NEW DELHI, (Reuters) – Indian Prime Minister Narendra Modi never had a high opinion of the Planning Commission, an institutional vestige of the country’s attempts to mimic the Soviet command economy during the infancy of its independence more than half a century ago.
As leader of the industrial powerhouse state of Gujarat, he stunned buttoned-down members of the commission last year by turning up at a meeting with a video that accused them of high-handedness and hobbling states with one-size-fits-all policies.
Now, as prime minister of the country, he looks set to clip the central agency’s wings, or perhaps abandon it altogether.
It is the starkest symbol yet of Modi’s determination to junk the Fabian socialist-leaning economic policies set in train by the first prime minister of independent India, Jawaharlal Nehru.
In a signal that the end could be nigh for what has remained a sacred cow of policymaking despite many years of market-oriented economic reforms that began in the 1990s, a government-backed report last week suggested dismantling the Planning Commission and replacing it with a think tank.
“Since the Planning Commission has defied attempts to reform it to bring it in line with the needs of a modern economy and the trend of empowering the states, it is proposed that the Planning Commission be abolished,” the Independent Evaluation Office (IEO) said in a report.
A month into his premiership, Modi has already sidelined the body whose tome-like five-year plans are always laboriously crafted but rarely adhered to.
He has left the post of executive head of the commission vacant, and he has taken away its authority to determine the federal government’s capital expenditure, passing that to the finance ministry.
And, for the first time, the Commission has been excluded from discussions to frame the national budget, which is due to be presented on July 10.
A Planning Commission spokes-man declined to comment.
A “PARKING LOT” FOR CRONIES
The IEO’s proposal is likely to amplify voices, many of them in Modi’s Bharatiya Janata Party (BJP), that have questioned the relevance today of an agency created in 1950 to optimise scarce resources in a newly born nation.

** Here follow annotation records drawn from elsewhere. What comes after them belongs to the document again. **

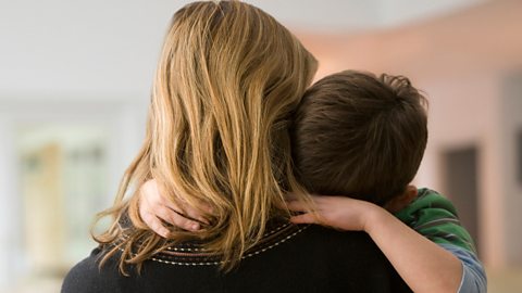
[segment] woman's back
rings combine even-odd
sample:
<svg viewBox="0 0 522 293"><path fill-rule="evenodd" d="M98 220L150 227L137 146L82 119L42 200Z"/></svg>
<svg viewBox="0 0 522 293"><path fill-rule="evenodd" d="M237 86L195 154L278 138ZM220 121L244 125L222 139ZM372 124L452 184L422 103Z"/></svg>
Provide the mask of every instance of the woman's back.
<svg viewBox="0 0 522 293"><path fill-rule="evenodd" d="M183 251L182 251L183 249ZM231 272L187 245L119 272L119 257L101 270L95 250L65 278L63 293L87 292L410 292L370 238L319 226L271 229Z"/></svg>

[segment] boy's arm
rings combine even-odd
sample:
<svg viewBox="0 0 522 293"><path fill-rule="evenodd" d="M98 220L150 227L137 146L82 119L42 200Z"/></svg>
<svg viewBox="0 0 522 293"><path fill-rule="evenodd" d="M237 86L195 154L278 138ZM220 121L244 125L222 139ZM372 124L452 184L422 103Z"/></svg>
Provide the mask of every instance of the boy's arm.
<svg viewBox="0 0 522 293"><path fill-rule="evenodd" d="M457 292L462 264L450 252L419 234L386 209L340 196L314 196L313 214L291 218L296 224L321 224L343 230L365 231L414 292ZM291 211L306 212L293 201Z"/></svg>
<svg viewBox="0 0 522 293"><path fill-rule="evenodd" d="M453 254L462 262L463 276L459 293L486 293L487 278L484 266L476 258L475 254L460 246L447 243L439 243L443 249Z"/></svg>

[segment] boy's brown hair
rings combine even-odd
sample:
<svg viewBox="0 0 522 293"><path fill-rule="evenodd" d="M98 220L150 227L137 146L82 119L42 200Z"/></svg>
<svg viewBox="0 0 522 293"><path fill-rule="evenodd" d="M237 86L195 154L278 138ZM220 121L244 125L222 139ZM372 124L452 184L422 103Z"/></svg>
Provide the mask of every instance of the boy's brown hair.
<svg viewBox="0 0 522 293"><path fill-rule="evenodd" d="M378 205L402 194L426 146L426 104L403 76L346 71L319 80L294 122L300 181L312 193Z"/></svg>

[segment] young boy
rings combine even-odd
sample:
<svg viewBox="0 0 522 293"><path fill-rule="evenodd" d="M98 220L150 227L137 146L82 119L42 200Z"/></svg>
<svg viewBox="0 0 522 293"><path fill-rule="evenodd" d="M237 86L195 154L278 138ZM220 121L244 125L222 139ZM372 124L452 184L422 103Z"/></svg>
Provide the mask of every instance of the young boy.
<svg viewBox="0 0 522 293"><path fill-rule="evenodd" d="M427 142L425 104L405 77L347 71L315 82L295 117L296 169L311 193L344 196L314 196L315 213L291 220L368 232L414 292L485 292L452 204L409 186Z"/></svg>
<svg viewBox="0 0 522 293"><path fill-rule="evenodd" d="M424 104L403 77L347 71L314 84L296 113L293 155L307 189L328 196L314 195L312 213L289 201L303 213L291 221L365 231L414 292L486 292L455 207L435 191L409 186L427 141ZM167 234L158 218L199 229L170 212L179 208L159 196L153 181L141 191L140 215L154 231Z"/></svg>

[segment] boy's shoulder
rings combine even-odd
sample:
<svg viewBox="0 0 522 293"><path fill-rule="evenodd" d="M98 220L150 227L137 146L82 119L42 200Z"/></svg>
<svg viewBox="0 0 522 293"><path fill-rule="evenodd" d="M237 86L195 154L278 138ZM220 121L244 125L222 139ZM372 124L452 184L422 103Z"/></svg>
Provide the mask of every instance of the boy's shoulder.
<svg viewBox="0 0 522 293"><path fill-rule="evenodd" d="M420 188L417 198L401 212L413 213L422 209L446 211L446 213L458 218L457 208L451 201L439 192L427 188Z"/></svg>
<svg viewBox="0 0 522 293"><path fill-rule="evenodd" d="M395 216L435 243L457 245L475 252L473 240L460 224L453 204L434 190L419 189L417 199Z"/></svg>

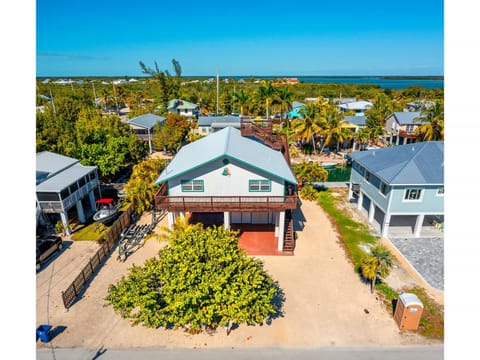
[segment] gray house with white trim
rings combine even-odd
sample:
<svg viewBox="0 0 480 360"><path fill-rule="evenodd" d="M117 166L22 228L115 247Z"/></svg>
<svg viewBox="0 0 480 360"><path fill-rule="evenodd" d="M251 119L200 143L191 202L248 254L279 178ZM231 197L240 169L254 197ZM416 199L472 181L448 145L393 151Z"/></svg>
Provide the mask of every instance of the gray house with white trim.
<svg viewBox="0 0 480 360"><path fill-rule="evenodd" d="M49 151L37 153L36 200L37 221L46 223L48 214L59 214L70 235L70 210L85 223L87 214L95 212L95 191L100 195L96 166L84 166L80 160Z"/></svg>
<svg viewBox="0 0 480 360"><path fill-rule="evenodd" d="M351 155L349 199L384 237L435 233L443 226L443 141L429 141ZM400 231L400 232L398 232ZM440 235L440 234L438 234Z"/></svg>

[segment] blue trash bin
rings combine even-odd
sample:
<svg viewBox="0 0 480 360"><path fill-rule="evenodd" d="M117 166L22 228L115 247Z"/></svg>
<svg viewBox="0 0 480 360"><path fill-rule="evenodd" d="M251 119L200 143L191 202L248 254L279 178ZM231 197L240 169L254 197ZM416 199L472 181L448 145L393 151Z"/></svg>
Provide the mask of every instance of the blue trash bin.
<svg viewBox="0 0 480 360"><path fill-rule="evenodd" d="M51 325L40 325L37 328L37 336L40 338L42 342L49 342L51 340L51 336L50 336L51 328L52 328Z"/></svg>

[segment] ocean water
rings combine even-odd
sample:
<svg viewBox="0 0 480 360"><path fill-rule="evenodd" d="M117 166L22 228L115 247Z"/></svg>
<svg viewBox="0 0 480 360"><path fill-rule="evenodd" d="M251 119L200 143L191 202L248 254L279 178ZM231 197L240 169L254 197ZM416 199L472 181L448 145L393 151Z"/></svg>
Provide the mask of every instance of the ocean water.
<svg viewBox="0 0 480 360"><path fill-rule="evenodd" d="M405 89L409 86L422 86L425 89L443 89L443 80L440 79L388 79L381 77L317 77L299 76L300 82L306 83L335 83L335 84L366 84L379 85L383 89Z"/></svg>

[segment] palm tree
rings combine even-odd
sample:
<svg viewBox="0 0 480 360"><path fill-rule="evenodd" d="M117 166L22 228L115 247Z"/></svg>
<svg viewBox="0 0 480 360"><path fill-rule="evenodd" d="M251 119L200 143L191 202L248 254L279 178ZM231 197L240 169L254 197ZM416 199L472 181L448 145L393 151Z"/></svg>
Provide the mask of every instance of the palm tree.
<svg viewBox="0 0 480 360"><path fill-rule="evenodd" d="M322 143L320 152L325 145L330 143L337 145L338 152L340 144L352 137L352 132L347 126L348 123L343 121L340 111L335 106L329 106L323 123L322 135L325 137L325 140Z"/></svg>
<svg viewBox="0 0 480 360"><path fill-rule="evenodd" d="M377 277L386 277L393 266L392 254L383 245L376 245L370 249L370 255L362 259L362 276L371 281L370 290L373 294Z"/></svg>
<svg viewBox="0 0 480 360"><path fill-rule="evenodd" d="M299 111L301 119L292 121L292 129L299 140L311 141L315 149L315 134L322 131L320 108L315 103L308 103Z"/></svg>
<svg viewBox="0 0 480 360"><path fill-rule="evenodd" d="M237 102L238 106L240 106L240 115L243 115L243 110L245 110L245 105L248 104L250 97L248 94L245 94L243 89L240 89L238 93L235 93L234 100Z"/></svg>
<svg viewBox="0 0 480 360"><path fill-rule="evenodd" d="M436 103L431 108L422 111L421 115L413 121L422 123L415 129L415 134L420 137L421 141L443 140L444 113L442 104Z"/></svg>
<svg viewBox="0 0 480 360"><path fill-rule="evenodd" d="M288 86L277 90L277 102L280 105L280 128L283 127L283 113L292 110L292 96Z"/></svg>
<svg viewBox="0 0 480 360"><path fill-rule="evenodd" d="M269 118L269 106L272 103L273 97L275 95L275 88L272 85L271 81L261 80L260 87L258 88L258 97L260 100L265 101L265 108L267 110L267 119Z"/></svg>

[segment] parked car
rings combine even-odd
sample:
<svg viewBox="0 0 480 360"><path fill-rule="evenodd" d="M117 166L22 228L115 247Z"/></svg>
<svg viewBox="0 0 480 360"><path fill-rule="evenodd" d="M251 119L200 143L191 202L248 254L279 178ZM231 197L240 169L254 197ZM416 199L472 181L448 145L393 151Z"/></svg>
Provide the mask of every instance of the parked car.
<svg viewBox="0 0 480 360"><path fill-rule="evenodd" d="M49 235L47 237L37 239L37 271L40 270L41 265L50 256L55 254L63 247L63 241L60 236Z"/></svg>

Arun Shourie, an influential BJP member, derides the Planning Commission – set in a hulking New Delhi building with 500-600 employees – as a “parking lot” for political cronies and unwanted bureaucrats.
The commission’s defenders are no strangers to criticism.
In 2012, it was pilloried for spending some $50,000 to renovate two office toilets, and then it was lampooned for suggesting that citizens who consumed goods worth 27 rupees ($0.45) or more a day were not poor – in a country where millions struggle to survive on less than $2 a day.
The commission has remained resilient, however, largely because over the decades it emerged as a parallel cabinet with the prime minister of the day formally its head.
It also took on responsibility for allocating federal funds to states and sanctioning capital spending of the central government, which was deeply resented by states and various government departments.
“The states want a system which gives them a much greater flexibility to use these funds in a manner which suits their development (and) addresses their development challenges,” Ajay Chhibber, the author of the IEO report, told Reuters.